En segundo lugar, Miller y Valasek han estado compartiendo su investigación con Chrysler durante casi nueve meses, lo que le permitió a la compañía lanzar silenciosamente un parche antes de la conferencia Black Hat. El 16 de julio, los propietarios de vehículos con la función Uconnect fueron notificados del parche en una publicación en el sitio web de Chrysler que no ofreció ningún detalle ni reconoció la investigación de Miller y Valasek. “[Fiat Chrysler Automobiles] tiene un programa implementado para probar continuamente los sistemas de los vehículos para identificar vulnerabilidades y desarrollar soluciones ”, se lee en un comunicado que un portavoz de Chrysler envió a WIRED. “FCA se compromete a proporcionar a los clientes las últimas actualizaciones de software para proteger los vehículos contra cualquier vulnerabilidad potencial”.

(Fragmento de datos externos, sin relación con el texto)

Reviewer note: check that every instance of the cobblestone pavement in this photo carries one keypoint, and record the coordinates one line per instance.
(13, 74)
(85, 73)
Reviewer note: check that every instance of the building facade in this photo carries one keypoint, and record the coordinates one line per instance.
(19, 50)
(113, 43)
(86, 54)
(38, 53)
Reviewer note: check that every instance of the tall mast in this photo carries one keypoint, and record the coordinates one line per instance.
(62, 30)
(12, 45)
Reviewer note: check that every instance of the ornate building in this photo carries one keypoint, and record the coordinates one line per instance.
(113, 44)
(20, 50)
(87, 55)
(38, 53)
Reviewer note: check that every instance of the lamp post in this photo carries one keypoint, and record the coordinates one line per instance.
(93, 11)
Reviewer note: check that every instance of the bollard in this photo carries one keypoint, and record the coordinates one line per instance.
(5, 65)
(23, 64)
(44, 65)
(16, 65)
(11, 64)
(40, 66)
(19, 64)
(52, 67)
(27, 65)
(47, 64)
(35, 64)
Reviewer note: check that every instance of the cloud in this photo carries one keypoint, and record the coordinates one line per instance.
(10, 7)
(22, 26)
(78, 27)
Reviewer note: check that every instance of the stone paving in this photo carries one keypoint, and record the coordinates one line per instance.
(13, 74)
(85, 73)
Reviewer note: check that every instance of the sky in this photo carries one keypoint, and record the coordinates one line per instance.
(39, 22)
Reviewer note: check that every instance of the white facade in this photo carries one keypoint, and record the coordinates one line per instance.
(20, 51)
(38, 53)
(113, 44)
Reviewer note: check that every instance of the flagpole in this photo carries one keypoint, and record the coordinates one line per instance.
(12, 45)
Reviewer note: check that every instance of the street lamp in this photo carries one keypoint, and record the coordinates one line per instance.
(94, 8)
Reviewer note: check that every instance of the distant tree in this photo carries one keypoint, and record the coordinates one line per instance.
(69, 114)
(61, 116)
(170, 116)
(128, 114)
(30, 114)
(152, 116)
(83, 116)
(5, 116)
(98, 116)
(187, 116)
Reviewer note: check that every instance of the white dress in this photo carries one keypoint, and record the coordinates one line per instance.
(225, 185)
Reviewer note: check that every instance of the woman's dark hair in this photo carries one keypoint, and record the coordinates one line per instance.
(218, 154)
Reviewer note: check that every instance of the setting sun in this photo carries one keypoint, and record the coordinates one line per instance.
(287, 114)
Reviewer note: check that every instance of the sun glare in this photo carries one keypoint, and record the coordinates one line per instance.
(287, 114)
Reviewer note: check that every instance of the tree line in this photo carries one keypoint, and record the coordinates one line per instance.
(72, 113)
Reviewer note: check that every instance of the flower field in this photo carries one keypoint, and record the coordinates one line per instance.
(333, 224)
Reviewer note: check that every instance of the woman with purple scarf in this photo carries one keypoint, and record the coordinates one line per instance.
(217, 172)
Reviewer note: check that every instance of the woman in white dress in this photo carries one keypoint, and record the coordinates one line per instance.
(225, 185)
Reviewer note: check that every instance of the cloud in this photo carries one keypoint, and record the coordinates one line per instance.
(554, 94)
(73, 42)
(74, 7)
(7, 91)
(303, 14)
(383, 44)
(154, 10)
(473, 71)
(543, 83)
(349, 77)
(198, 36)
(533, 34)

Desafortunadamente, el parche de Chrysler debe implementarse manualmente a través de una memoria USB o por un mecánico del concesionario. (Descarga la actualización aquí.) Eso significa que muchos — si no la mayoría — de los Jeeps vulnerables probablemente seguirán siendo vulnerables.

Chrysler declaró en respuesta a las preguntas de WIRED que “aprecia” el trabajo de Miller y Valasek. Pero la empresa también parecía recelosa de su decisión de publicar parte de su hazaña. “Bajo ninguna circunstancia la FCA aprueba o cree que sea apropiado revelar ‘información práctica’ que potencialmente alentaría o ayudaría a los piratas informáticos a obtener acceso no autorizado e ilegal a los sistemas de los vehículos”, se lee en la declaración de la compañía. “Apreciamos las contribuciones de los defensores de la ciberseguridad para aumentar la comprensión de la industria sobre las vulnerabilidades potenciales. Sin embargo, advertimos a los defensores de que en la búsqueda de una seguridad pública mejorada, de hecho, no comprometen la seguridad pública “.

Los dos investigadores dicen que incluso si su código facilita que los piratas informáticos malintencionados ataquen Jeeps sin parches, el lanzamiento está justificado porque permite que su trabajo sea probado a través de la revisión por pares. También envía un mensaje: los fabricantes de automóviles deben ser responsables de la seguridad digital de sus vehículos. “Si los consumidores no se dan cuenta de que esto es un problema, deberían y deberían empezar a quejarse con los fabricantes de automóviles”, dice Miller. “Este podría ser el tipo de error de software que probablemente matará a alguien”.

De hecho, Miller y Valasek no son los primeros en piratear un automóvil a través de Internet. En 2011, un equipo de investigadores de la Universidad de Washington y la Universidad de California en San Diego demostró que podían desactivar de forma inalámbrica las cerraduras y los frenos de un sedán. Pero esos académicos adoptaron un enfoque más discreto, manteniendo en secreto la identidad del automóvil pirateado y compartiendo los detalles del exploit solo con los fabricantes de automóviles.